Atleet 1 heeft dan 3+4+3 = 10 punten
Atleet 2 heeft dan 3+4+2 = 9 punten (de 5 punten vervallen als slechtste resultaat)
Atleet 2 wordt dus gekwalificeerd vòòr Atleet 1
Voorbeeld 2:
Atleet 1 scoort 3 punten in de eerste wedstrijd, 4 in de tweede, heeft niet meegedaan in de derde en 3 in de laatste wedstrijd
Atleet 2 scoort 5 punten in de eerste wedstrijd, 3 in de tweede, 5 in de derde en 2 in de laatste wedstrijd.

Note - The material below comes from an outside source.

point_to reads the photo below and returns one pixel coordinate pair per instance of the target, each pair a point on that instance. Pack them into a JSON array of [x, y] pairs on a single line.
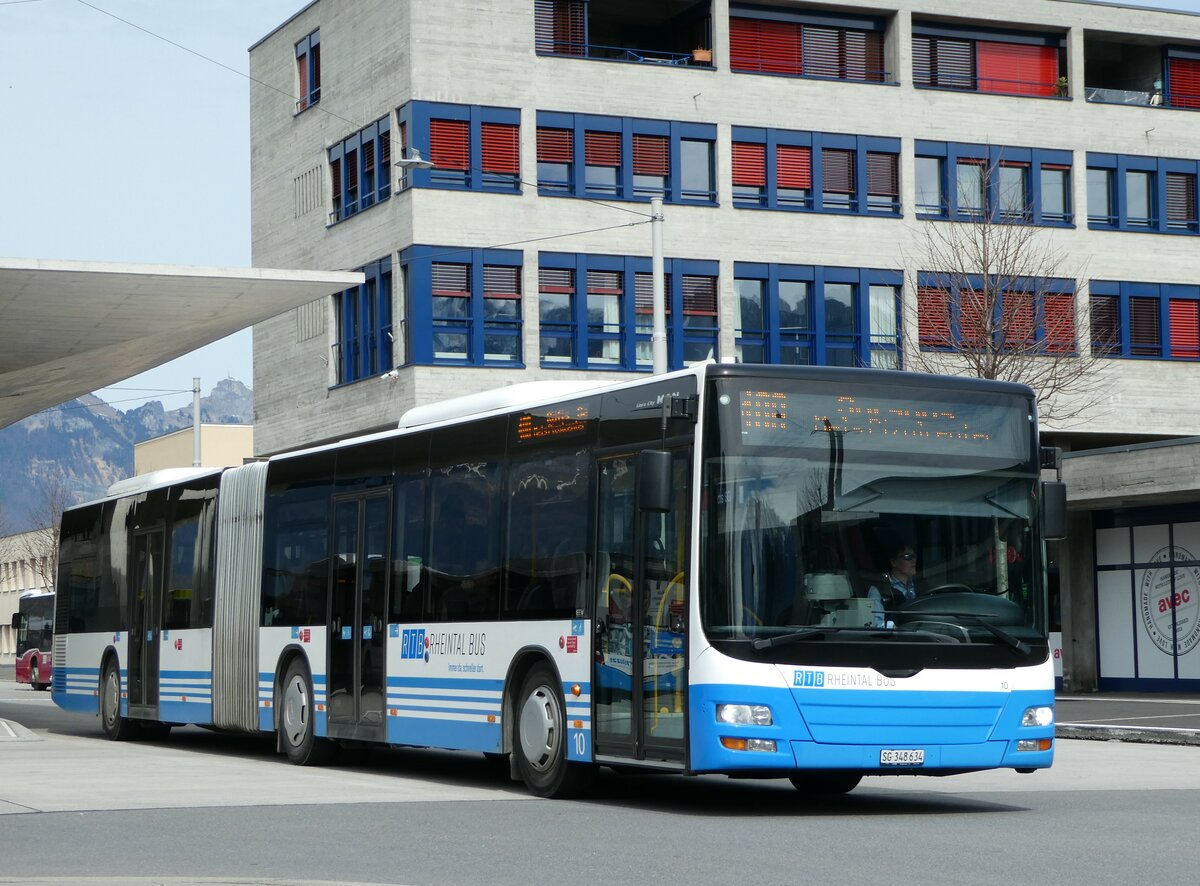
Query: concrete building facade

Atleet 1 heeft dan 3+4+3 = 10 punten
Atleet 2 heeft dan 5+3+2 = 10 punten
Nu kijken we na hun minicompetitie in de wedstrijden waar ze gezamenlijk hebben meegedaan: de eerste, tweede en laatste wedstrijd.
Atleet 1 zou daarin krijgen: 1+2+2 = 5 punten
Atleet 2 zou daarin krijgen: 2+1+1 = 4 punten
Atleet 2 wordt dus gekwalificeerd vòòr Atleet 1
Voorbeeld 3:
Atleet 1 scoort 3 punten in de eerste wedstrijd, 4 in de tweede, heeft niet meegedaan in de derde en 3 in de laatste wedstrijd
Atleet 2 scoort 5 punten in de eerste wedstrijd, heeft niet meegedaan in de tweede, 3 in de derde en 2 in de laatste wedstrijd.
Atleet 1 heeft dan 3+4+3 = 10 punten
Atleet 2 heeft dan 5+3+2 = 10 punten
Nu kijken we na hun minicompetitie in de wedstrijden waar ze gezamenlijk hebben meegedaan: de eerste en de laatste wedstrijd.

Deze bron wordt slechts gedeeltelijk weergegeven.